From the early colonial days of America until the 1870s, the members of the local church oversaw questions dealing with morality and public behavior in the town. Members of local congregations were often called by the town to serve on the school board, to serve as justices of the peace, and were even elected to public office. It was the local church that served to meet the needs of the poor, the homeless, orphan, and widow. Two “Great Awakenings” happened in our nation’s history that started when preachers stood up and taught the belief that the time of Christ’s return was near. Since the mid-Twentieth century, there has been a decline in the importance of the church in our communities. What has happened to change the church from a place of God’s authority, compassion, and mercy in the community to a place of inconsequential importance?
It is easy to blame the lost world for the diminished role of the church in modern times. I have even heard pastors, missionaries, and regular church goers comment that it is because the temptations of the world have grown greater than what once existed. While this argument may satisfy some, it is a rather weak and pathetic defense of the church. Yes, the world has progressed in technology and the means to sin, but temptation, wickedness, and sin have always existed. To find out why the church has grown weak and ineffective over the last hundred years, I believe it is imperative we take a look at the local church. The first thing that is easy to notice is many Christians and local churches have forgotten the simple truth that Jesus is coming again.
How powerless churches begin
The return of Jesus Christ is a real, foretold event. Early Christians, and those disciples that made up the first church, truly believed in a literal second coming of our Lord. The disciples believed it to be true because they had heard from Jesus’ own mouth a promise that would burn in their very hearts: In my Father’s house are many mansions: if it were not so, I would have told you. I go to prepare a place for you. And if I go and prepare a place for you, I will come again, and receive you unto myself; that where I am, there ye may be also (John 14:2-3). They believed this to the extent that it gave them a great strength and boldness to preach the gospel, to bring the lost to Him, and to do so even in the face of persecution and death.

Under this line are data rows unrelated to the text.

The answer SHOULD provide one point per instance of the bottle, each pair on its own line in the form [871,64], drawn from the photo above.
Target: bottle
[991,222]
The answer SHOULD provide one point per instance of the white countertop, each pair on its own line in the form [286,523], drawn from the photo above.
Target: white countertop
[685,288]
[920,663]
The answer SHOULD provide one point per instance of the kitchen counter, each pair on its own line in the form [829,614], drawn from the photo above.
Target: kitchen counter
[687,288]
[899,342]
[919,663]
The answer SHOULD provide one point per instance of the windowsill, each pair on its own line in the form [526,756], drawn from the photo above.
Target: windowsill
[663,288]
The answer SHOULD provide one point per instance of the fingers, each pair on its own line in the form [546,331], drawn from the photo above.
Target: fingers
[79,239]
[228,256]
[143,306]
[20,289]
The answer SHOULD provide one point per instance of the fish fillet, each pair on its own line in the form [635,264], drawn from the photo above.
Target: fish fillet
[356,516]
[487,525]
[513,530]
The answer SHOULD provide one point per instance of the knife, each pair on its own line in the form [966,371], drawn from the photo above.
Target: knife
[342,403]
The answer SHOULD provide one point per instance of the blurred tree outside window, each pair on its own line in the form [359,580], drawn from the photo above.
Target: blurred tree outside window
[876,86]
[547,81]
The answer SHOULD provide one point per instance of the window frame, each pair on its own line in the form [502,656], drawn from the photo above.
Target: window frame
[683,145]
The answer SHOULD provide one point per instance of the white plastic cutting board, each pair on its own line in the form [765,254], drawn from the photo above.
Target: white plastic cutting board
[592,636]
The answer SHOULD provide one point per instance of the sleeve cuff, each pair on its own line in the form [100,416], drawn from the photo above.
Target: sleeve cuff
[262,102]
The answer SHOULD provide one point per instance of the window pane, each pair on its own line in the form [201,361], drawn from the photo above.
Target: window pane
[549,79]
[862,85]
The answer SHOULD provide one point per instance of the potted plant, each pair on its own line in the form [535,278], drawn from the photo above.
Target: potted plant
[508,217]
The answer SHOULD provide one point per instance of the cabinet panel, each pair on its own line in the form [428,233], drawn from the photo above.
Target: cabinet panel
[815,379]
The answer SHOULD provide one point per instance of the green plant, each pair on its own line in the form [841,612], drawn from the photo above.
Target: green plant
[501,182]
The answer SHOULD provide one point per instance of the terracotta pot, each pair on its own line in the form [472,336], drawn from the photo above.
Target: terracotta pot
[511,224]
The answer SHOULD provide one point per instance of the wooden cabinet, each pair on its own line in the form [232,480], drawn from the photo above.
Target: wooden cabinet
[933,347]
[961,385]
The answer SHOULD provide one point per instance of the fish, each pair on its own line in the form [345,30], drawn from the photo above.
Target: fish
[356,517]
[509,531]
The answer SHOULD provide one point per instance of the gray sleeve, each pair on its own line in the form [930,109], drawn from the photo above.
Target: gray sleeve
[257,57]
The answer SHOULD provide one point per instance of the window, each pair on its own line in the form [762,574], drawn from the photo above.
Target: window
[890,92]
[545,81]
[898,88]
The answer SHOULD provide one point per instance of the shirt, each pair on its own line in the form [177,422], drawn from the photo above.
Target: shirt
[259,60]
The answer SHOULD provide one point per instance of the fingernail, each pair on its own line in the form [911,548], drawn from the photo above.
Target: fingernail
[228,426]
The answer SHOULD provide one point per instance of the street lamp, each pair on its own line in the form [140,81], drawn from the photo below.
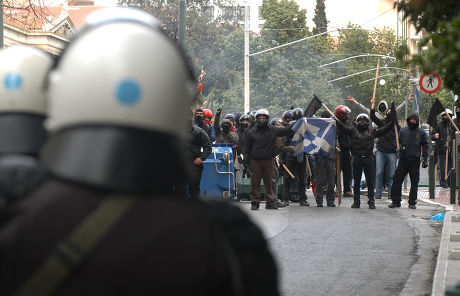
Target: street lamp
[247,54]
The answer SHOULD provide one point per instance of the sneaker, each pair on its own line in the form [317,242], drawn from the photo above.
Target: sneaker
[304,203]
[271,207]
[280,204]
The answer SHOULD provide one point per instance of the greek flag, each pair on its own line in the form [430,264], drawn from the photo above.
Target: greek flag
[315,136]
[416,100]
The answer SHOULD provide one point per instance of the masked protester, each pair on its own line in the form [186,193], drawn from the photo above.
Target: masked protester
[412,141]
[443,135]
[224,133]
[342,113]
[113,159]
[201,123]
[22,115]
[325,174]
[382,107]
[386,153]
[259,149]
[362,144]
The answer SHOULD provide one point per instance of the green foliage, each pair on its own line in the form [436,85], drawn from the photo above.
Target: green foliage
[441,20]
[320,18]
[284,22]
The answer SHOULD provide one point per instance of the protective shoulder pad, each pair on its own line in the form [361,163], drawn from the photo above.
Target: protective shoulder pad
[19,174]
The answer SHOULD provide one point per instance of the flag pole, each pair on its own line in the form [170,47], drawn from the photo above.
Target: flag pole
[375,83]
[339,181]
[324,105]
[451,120]
[311,176]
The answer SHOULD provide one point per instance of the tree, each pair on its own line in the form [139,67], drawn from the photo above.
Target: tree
[284,22]
[441,20]
[320,18]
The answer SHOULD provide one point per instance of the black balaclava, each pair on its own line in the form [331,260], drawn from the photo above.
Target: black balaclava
[261,123]
[226,128]
[362,126]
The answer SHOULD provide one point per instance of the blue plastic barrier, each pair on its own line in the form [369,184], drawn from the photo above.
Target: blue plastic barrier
[218,178]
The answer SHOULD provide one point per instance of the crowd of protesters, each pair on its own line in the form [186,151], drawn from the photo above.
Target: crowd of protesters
[372,144]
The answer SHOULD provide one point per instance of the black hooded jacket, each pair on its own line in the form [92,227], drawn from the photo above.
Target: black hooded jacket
[259,142]
[386,143]
[362,142]
[343,138]
[413,141]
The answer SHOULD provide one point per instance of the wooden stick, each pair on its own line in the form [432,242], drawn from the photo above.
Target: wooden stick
[339,181]
[289,172]
[451,120]
[375,83]
[312,182]
[332,114]
[435,174]
[237,163]
[447,160]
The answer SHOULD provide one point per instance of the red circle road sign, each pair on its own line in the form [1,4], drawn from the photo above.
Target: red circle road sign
[430,83]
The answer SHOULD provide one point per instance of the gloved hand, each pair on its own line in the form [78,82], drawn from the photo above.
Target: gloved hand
[424,164]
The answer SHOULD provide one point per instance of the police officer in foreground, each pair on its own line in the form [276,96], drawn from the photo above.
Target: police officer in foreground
[106,222]
[23,70]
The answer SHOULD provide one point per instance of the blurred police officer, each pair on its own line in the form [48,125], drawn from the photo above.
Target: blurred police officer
[107,221]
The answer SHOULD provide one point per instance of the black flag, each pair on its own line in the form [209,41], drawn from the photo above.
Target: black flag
[314,106]
[394,116]
[434,111]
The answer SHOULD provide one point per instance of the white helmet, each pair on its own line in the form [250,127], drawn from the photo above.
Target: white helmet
[112,95]
[23,107]
[118,71]
[362,116]
[23,70]
[262,112]
[447,111]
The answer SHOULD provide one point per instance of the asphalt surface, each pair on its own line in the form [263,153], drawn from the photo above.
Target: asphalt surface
[344,251]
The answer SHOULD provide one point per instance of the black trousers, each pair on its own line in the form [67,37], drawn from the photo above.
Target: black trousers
[345,166]
[298,169]
[325,177]
[194,180]
[406,166]
[367,164]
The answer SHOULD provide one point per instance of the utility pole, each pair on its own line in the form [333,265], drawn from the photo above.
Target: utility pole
[246,59]
[182,24]
[1,26]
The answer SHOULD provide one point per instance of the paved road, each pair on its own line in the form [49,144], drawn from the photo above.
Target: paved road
[344,251]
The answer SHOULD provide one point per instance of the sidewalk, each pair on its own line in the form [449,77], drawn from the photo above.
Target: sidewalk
[447,272]
[442,196]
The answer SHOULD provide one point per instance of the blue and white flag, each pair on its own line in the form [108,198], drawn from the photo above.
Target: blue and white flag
[315,136]
[416,100]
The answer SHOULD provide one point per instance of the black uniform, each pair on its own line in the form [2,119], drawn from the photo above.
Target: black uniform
[412,141]
[362,144]
[345,156]
[199,146]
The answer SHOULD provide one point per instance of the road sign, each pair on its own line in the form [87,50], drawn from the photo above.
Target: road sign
[430,83]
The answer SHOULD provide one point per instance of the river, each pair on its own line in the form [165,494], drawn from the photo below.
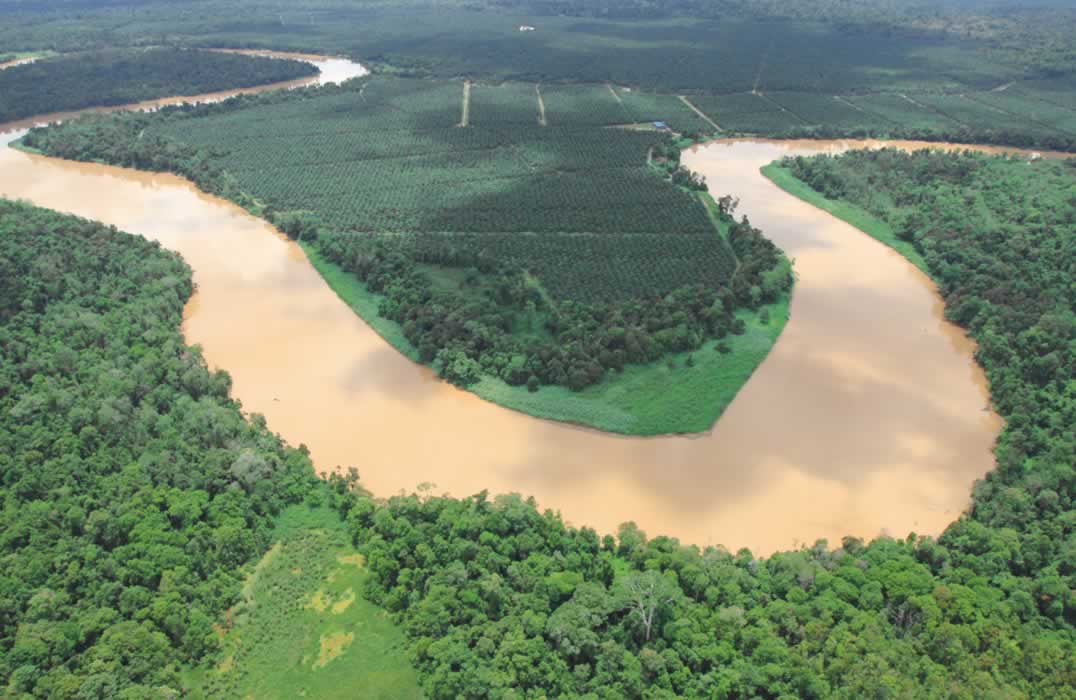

I often think of the parable that Jesus used to illustrate this very concept of His return and what he expects of His followers until He does: For the kingdom of heaven is as a man travelling into a far country, who called his own servants, and delivered unto them his goods. And unto one he gave five talents, to another two, and to another one; to every man according to his several ability; and straightway took his journey (Matthew 24:14-15). Jesus himself is the “man traveling into a far country” each born – again believer is His servant, and we each have been given some job, some task, some calling to do while we await his return. The most common application of this parable is that Jesus expects us to do something with the gifts and talents that he gives us; however, the teaching is there – He is coming back. He is going to return. Two of the servants realized this and did what they knew must be done while the third, unsure of when the Master would return, didn’t put what was left for him to do as being that important. This is where powerless churches begin.
When Christians do not believe the Lord could come back at any moment, it becomes easy to for the church to lose its importance within the community. The sole mission of the church is to spread the gospel with its secondary purpose being for the edification, the worship of the Lord, and the teaching of His people. When Christians do not take the return of the Lord as being a real event that could happen at any moment; this is what allows for complacency to happen. Unbelief in the return of Christ allows the need to spread the gospel seem less urgent. It makes separating ourselves from temptations to sin less important, and it makes the need for immediate and sincere compassion on those around us a little less important. When we live as if we do not believe His return is imminent, then we become comfortable in our sins, we become lazy in our Christian service and the result is powerless churches and weak Christians.